The report concluded that sign, fitted in 2007, may also have been too small.
Speaking previously, Bethan’s dad Adrian said: ‘All of us who knew Bethan have been very privileged. She was beautiful in every way. Her goodness and fullness of spirit will live on in our hearts and actions.’
A graphic in the report shows how the tree grew from a stump over 20 years
The report also features this photo of the tree branch sticking out of undergrowth
Four recommendations were made based on the report’s findings and two ‘learning points’ were advised.
It said: ‘One recommendation is addressed to operators of mainline passenger trains, including charter operators, and seeks to minimise the likelihood of passengers leaning out of droplight windows when a train is away from stations.
‘A second recommendation, is addressed to operators of heritage railways and seeks to improve their management of the risks associated with passengers leaning out vehicles.
‘The third recommendation is addressed to Great Western Railway and seeks to reduce the potential for hazards associated with its operations being overlooked.

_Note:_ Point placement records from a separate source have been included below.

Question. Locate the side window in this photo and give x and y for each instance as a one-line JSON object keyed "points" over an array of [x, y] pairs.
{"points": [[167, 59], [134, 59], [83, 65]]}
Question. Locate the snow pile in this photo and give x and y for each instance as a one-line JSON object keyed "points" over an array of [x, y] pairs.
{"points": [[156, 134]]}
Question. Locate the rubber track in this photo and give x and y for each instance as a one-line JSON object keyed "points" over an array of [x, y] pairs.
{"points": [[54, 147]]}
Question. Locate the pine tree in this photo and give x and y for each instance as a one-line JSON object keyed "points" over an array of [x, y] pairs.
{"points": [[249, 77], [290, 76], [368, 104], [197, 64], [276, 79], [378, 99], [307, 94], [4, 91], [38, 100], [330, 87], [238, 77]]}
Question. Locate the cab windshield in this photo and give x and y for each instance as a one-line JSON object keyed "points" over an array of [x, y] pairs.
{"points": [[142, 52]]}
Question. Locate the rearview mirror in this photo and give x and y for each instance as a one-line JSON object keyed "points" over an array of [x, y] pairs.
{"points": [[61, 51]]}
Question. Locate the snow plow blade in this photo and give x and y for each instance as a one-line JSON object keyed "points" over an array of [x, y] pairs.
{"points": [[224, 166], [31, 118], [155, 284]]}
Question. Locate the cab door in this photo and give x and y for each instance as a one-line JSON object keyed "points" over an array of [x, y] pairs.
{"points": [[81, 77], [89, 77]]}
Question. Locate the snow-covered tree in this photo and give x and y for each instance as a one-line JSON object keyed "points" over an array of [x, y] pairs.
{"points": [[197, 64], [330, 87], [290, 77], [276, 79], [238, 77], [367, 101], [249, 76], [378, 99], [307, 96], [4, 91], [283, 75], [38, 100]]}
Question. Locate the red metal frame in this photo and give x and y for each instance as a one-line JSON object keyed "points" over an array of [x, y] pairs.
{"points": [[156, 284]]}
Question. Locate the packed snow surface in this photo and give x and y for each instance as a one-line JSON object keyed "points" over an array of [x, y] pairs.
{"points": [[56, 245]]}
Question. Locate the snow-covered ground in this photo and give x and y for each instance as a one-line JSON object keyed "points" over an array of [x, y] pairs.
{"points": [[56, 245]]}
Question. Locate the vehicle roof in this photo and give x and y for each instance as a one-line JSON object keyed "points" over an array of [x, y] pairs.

‘The fourth recommendation is addressed to the Rail Safety and Standards Board (RSSB) and seeks to ensure that its advice on emergency and safety signs reflects the level of risk associated with the hazard being mitigated.
‘The learning points reinforce the importance of undertaking regular tree inspections and the value of train operators having well briefed procedures for dealing with medical emergencies on board trains.’